Steeple-cab streamlined electric locomotive
The final PRR-designed electric locomotive, the DD2 was an attempt at a dual-service design that got more power from fewer axles than the GG1. Set up for freight service, No. 5800 remained an orphan until it was scrapped in 1962. PRR

E2b
Power system: 11,000-volt A.C. catenary
Wheel arrangement: B-B
Built: General Electric, 1951
Road Nos.: 4939–4944
Quantity: 6
Horsepower: 2,500
All scrapped

Two carbody-type streamlined electric freight locomotives
As PRR reevaluated its electrified operations in the early 1950s, it acquired a half dozen freight motors from GE. Unlike earlier PRR electrics, they followed diesel-electric practice in their cab design and running gear.
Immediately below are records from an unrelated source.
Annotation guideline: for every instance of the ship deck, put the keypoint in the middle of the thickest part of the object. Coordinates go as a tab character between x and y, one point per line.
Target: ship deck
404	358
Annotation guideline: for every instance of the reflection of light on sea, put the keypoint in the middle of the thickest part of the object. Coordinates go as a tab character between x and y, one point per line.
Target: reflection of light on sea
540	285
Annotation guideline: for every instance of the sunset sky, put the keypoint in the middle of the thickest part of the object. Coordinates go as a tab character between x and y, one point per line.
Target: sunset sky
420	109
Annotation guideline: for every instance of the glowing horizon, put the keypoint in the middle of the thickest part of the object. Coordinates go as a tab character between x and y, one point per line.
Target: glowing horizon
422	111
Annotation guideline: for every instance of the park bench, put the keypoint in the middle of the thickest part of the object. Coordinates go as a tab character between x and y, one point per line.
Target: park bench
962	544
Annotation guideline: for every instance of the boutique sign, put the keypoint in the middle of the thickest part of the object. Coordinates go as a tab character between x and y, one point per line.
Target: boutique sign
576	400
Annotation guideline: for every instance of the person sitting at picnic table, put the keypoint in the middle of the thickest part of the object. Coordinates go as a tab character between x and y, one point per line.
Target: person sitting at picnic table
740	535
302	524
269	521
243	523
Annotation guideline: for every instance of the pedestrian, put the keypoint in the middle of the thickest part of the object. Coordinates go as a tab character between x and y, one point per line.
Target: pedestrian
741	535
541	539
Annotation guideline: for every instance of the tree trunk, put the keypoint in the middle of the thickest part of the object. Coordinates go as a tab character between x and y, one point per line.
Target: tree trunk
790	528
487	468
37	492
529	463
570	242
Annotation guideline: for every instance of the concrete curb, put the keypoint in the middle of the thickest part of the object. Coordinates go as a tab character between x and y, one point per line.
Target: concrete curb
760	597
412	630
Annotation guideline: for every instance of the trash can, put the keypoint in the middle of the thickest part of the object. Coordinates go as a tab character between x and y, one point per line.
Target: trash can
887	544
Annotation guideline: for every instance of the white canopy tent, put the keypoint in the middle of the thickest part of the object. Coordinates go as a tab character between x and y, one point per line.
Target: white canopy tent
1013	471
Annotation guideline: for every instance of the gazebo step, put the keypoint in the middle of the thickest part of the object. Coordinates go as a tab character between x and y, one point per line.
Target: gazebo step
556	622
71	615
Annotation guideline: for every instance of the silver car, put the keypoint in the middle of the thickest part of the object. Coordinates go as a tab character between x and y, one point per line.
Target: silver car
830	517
However, their traction motors were of a conventional A.C. design. H. N. Proctor

E3b/ E3c
Power system: 11,000-volt A.C. catenary
Wheel arrangement: B-B-B (E3b); C-C (E3c)
Built: Baldwin (Westinghouse elec. equip.), 1951
Road Nos.: 4995–4996 (E3b); 4997–4998 (E3c)
Quantity: 4
Horsepower: 3,000
All scrapped

Carbody-type streamlined electric freight locomotive
Baldwin-Westinghouse’s four 1951 freight units differed from GE’s in their propulsion systems. Ignitron rectifiers converted A.C. from the catenary to D.C. that was fed to diesel-style traction motors. PRR’s two E3b units employed an unusual (for North America) B-B-B wheel arrangement. Westinghouse
Carbody-type streamlined electric freight locomotive
Like the B-B-B E2b twins, PRR’s C-C E3c units rectified A.C. to D.C. for traction motors. Ignitron-rectifier technology would soon become standard for electrics, but by that time Baldwin-Westinghouse had left the locomotive market. Westinghouse

FF2
Power system: 11,000-volt A.C. catenary
Wheel arrangement: 1-C+C-1
Built: American (GE elec. equip.), 1927–30
Road Nos.: 1–7
Quantity: 7
Horsepower: 3,300
All scrapped

Box-cab electric freight locomotive
PRR’s only secondhand electric locomotives were seven ex-Great Northern box-cabs made surplus by the de-electrification of GN’s Cascade Tunnel district in 1956. PRR used them in freight and helper service west of Philadelphia before scrapping them in 1960–65. Don Wood

E44
Power system: 11,000-volt A.C. catenary
Wheel arrangement: C-C
Built: General Electric, 1960–63
Road Nos.: 4400–4465
Quantity: 66
Horsepower: 4,400
1 preserved

Road-switcher-type electric freight locomotive
The last word in PRR electric locomotives was a road-switcher-type freight hauler that used the A.C.-to-D.C. ignitron-rectifier technology pioneered by the E3b and E3c. GE built the final 6 E44 units with silicon-diode rectifiers, raising their output to 5,000 h.p. and resulting in an “E44a” designation; 22 others were later so modified before the Penn Central bankruptcy ended the program. The entire 66-unit fleet survived until Conrail ended electric freight operations in 1981.